Mon accouchement, jour 5 : il est là !!!

0008876319V-849x565

Vers 8 heures, c’est intenable. Je m’apprête à réveiller mon homme pour lui dire d’appeler une sage femme quand Splash (clin d’œil à l’émission de la veille au soir, ironie quand tu nous tiens) ! Je viens de rompre la poche des eaux…

Mon homme, qui sort de son sommeil, met quelques secondes avant de réaliser ce qu’il vient de se produire. Il appelle de suite une sage femme. Il se passe un petit moment avant que quelqu’un ne vienne me voir. En effet, à 8 heures, c’est le moment du changement de personnel et donc des transitions. Tout le monde est occupé.

De mon côté, suite à la rupture de la poche des eaux, je sens que tout s’accélère et prend une ampleur qui me dépasse. Je ne suis que douleur (d’ailleurs je vomis à plusieurs reprises).
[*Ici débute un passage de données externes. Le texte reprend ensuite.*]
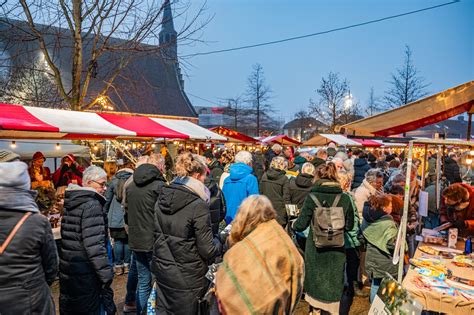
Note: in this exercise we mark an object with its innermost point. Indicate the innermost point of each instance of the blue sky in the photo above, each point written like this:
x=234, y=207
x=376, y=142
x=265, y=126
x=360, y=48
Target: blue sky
x=441, y=40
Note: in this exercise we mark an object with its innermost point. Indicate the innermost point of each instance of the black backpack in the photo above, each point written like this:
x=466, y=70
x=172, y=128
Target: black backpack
x=328, y=223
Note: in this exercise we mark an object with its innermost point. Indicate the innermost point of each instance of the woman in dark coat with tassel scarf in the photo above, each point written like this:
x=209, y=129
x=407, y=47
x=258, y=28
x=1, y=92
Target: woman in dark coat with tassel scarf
x=29, y=261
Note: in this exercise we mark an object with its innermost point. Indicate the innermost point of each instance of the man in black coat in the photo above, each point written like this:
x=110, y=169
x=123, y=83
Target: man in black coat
x=85, y=274
x=141, y=196
x=451, y=168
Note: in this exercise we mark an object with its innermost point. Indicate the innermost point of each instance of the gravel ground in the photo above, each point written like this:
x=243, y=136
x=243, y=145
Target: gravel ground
x=359, y=307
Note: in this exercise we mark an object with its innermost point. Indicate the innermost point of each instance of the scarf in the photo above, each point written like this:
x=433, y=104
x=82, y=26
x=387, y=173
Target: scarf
x=16, y=199
x=195, y=186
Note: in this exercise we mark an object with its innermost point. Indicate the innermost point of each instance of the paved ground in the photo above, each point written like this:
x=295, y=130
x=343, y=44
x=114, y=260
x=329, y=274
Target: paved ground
x=359, y=307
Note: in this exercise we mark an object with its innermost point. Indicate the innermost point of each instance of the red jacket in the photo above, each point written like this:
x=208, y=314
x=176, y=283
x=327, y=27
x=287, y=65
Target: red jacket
x=467, y=214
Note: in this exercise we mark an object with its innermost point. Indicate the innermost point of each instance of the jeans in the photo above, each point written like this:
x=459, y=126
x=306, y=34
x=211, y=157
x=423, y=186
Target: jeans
x=144, y=279
x=132, y=281
x=374, y=287
x=121, y=252
x=352, y=268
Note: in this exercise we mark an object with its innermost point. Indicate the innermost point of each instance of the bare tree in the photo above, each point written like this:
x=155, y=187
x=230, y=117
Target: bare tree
x=103, y=35
x=330, y=105
x=406, y=84
x=373, y=105
x=258, y=94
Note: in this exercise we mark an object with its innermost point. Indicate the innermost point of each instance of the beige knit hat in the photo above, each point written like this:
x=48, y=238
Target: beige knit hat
x=8, y=156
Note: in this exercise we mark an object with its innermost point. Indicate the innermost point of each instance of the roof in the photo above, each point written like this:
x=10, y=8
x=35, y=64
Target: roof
x=280, y=139
x=432, y=109
x=303, y=123
x=149, y=84
x=46, y=123
x=232, y=135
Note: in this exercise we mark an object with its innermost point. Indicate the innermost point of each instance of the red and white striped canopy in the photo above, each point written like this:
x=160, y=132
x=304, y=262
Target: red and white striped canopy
x=46, y=123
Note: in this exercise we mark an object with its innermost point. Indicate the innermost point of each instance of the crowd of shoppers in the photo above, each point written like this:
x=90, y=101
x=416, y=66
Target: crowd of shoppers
x=165, y=231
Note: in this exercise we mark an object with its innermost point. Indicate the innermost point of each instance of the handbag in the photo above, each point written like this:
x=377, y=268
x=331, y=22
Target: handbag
x=13, y=232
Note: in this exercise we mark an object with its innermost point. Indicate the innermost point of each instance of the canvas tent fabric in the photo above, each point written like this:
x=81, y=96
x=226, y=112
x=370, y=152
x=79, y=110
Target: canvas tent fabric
x=280, y=139
x=45, y=123
x=232, y=135
x=26, y=148
x=323, y=139
x=429, y=110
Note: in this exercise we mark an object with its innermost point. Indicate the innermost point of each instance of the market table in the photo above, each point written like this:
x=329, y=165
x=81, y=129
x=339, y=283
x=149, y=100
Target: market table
x=436, y=301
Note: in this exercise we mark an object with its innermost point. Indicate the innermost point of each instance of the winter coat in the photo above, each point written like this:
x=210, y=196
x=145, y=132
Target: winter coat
x=299, y=161
x=182, y=251
x=216, y=170
x=467, y=214
x=237, y=186
x=362, y=194
x=360, y=168
x=351, y=239
x=318, y=162
x=113, y=207
x=142, y=195
x=300, y=186
x=217, y=208
x=451, y=171
x=380, y=233
x=64, y=175
x=276, y=186
x=84, y=269
x=29, y=265
x=324, y=268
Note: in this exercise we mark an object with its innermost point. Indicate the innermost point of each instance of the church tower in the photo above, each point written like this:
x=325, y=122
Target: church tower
x=168, y=35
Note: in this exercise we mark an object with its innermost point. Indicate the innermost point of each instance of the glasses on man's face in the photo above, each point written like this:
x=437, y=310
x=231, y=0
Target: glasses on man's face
x=101, y=184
Plus rien n’existe autour de moi.

Une sage femme vient m’ausculter.  Mon col est ouvert à deux. Voyant mon visage se déformé sous la douleur, elle prend la décision de me descendre en salle de naissance. Je suis installée sur un brancard. J’entends beaucoup d’agitation autour de moi mais ne parvient pas à discerner précisément les choses. Je me concentre sur la seule voix qui parvient à m’apaiser : celle de mon homme. Ayant été présent lors des séances de préparation à l’accouchement, il me guide en s’appliquant à faire les exercices de respiration avec moi. Je n’entends plus que lui. Durant les quelques secondes de répit que m’accordent les contractions, je tente de faire comprendre qu’il me faut la péridurale.

Je suis enfin en salle de naissance. Nous nous retrouvons seuls mon homme et moi sauf que … « IL EST LA !! » me mets je à hurler. Mon homme, complètement décontenancé, fait part de l’urgence de ma situation à l’équipe. Les sages femmes arrivent et s’appliquent à respecter le protocole : me changer de tenue, mettre leurs gants, masques, etc. Mais vous avez compris ce que je viens de dire bordel de mer** : je le sens, il est là !!! Je pense que mon statut de primipare ne m’a pas aidé. En effet, les sages femmes (sans doute coutumières des fausses alertes) prennent leur temps. Quand enfin une se décide à m’ausculter. En l’espace d’une heure, je suis passée d’un col ouvert à 2 à un col ouvert à 10. D’où l’intensité de la douleur…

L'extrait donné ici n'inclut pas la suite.